Today is the last day of my life.
It was inevitable, and I had accepted it. In fact, I had embraced it. I was almost looking forward it. I expected – well – I hoped, that it would provide the release that I wanted. The relief that I needed. But would it?
Would I really go to a better place? People always say that when someone dies; as if it should somehow absolve the feelings of sadness, desperation, and helplessness. “It’s ok. He’s in a better place now”.
But is it really ok? Is he really in a better place? I think his place is here with me, and that that would be better.
I do wonder if it will be ok.
I imagined myself soaring, with newfound freedom. The burden of everything that ties me to this world, and to this life, gone. I envision the chains breaking, the wounds healing, and the bruises fading. Along with it, the memories that I longed to forget.
But would they heal? And would I forget? I had more questions than answers these days. And the promise of a better place just seemed hollow.

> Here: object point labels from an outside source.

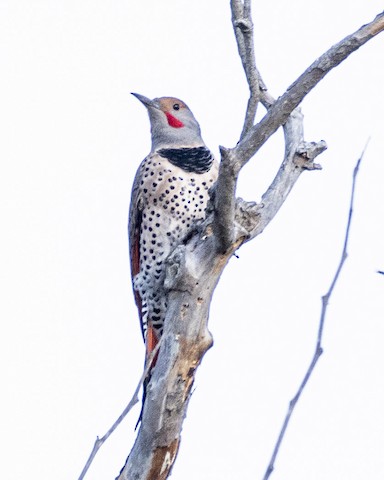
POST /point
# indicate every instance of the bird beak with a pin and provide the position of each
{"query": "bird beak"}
(146, 101)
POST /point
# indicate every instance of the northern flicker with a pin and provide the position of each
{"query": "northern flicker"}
(169, 194)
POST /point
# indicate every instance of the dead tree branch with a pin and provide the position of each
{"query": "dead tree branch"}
(135, 399)
(194, 269)
(276, 116)
(319, 348)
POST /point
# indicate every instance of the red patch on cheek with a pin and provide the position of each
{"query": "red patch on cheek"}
(173, 121)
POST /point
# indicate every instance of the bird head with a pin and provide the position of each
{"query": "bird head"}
(172, 123)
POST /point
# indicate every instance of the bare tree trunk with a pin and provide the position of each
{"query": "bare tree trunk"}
(194, 269)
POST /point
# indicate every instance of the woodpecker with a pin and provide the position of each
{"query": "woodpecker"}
(169, 195)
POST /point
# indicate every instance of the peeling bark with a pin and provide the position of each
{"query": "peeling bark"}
(194, 269)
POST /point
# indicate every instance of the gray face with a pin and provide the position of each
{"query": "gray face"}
(172, 123)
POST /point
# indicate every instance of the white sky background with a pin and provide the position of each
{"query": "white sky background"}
(71, 138)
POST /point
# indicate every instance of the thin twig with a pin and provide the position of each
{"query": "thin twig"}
(243, 28)
(135, 398)
(295, 94)
(319, 348)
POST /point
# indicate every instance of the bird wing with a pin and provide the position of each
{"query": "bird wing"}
(134, 225)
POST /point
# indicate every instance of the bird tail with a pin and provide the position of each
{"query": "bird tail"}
(150, 342)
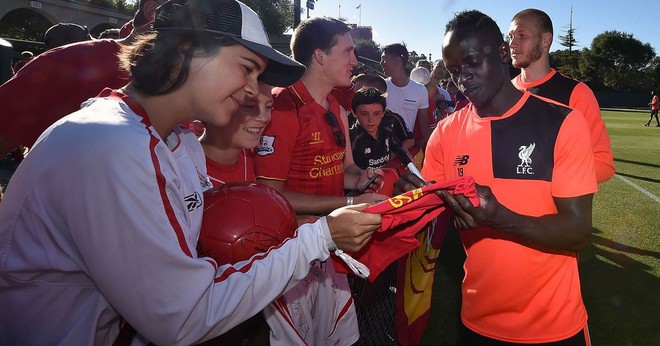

It was a beautiful day though. A sunny day. Cool and crisp. All of the flowers were smiling, though not yet in full bloom.
I walked behind the rest of the group, who was walking silently today. Our goal was bird watching. They were all out tweeting (the birds, not the hikers) and picking up twigs, gently passing them to their mates.
I had bought a new pair of binoculars for this hike and new leather gloves.
I had only my Driver’s License in my pocket. I wore my sensible and reliable hiking boots; I would never want to break-in new boots on an uphill climb. My dad always told me to wear comfortable, sensible shoes. “Never mind those pointed toes” he’d say.
I loved Spring. I loved the promise of renewal, and the idea of a fresh start had always been appealing to me. I felt a tad melancholy knowing this would be my last Spring. No fresh start for me.
The silence of our bird gazing was broken by squawking blue jays as we commenced our hike up to the bluffs.
I had brought my little boys here last summer, to look at the tiny fossils of animals and plants from the Great Ice Age. They were fascinated! Full of questions that I tried my best to answer. It was a truly magical afternoon. I hadn’t wanted it to end. None of us did.
I unsuccessfully fought back tears knowing that I wouldn’t see my boys anymore. I hated knowing that my death would cause them heartache.
“We’re moving on!” someone calls, and I smile, assuring them that I’ll catch up. I want this moment, and this memory, to last just a little longer. This is one memory I’d like to cling too.
I took my new gloves off and placed them in a clearing under a tree with my binoculars and my sunglasses.
I removed a post-it note from my pocket that I had written this morning. It read simply, “For Shirley.”
I tucked it under my binoculars and hoped that it wouldn’t blow away.
I walked back to the edge of the bluffs, climbing over the barrier and looked back, in time to see the last green jacket disappear along the pathway. I looked at the pretty white stones, then out across the sky. I closed my eyes and stepped forward.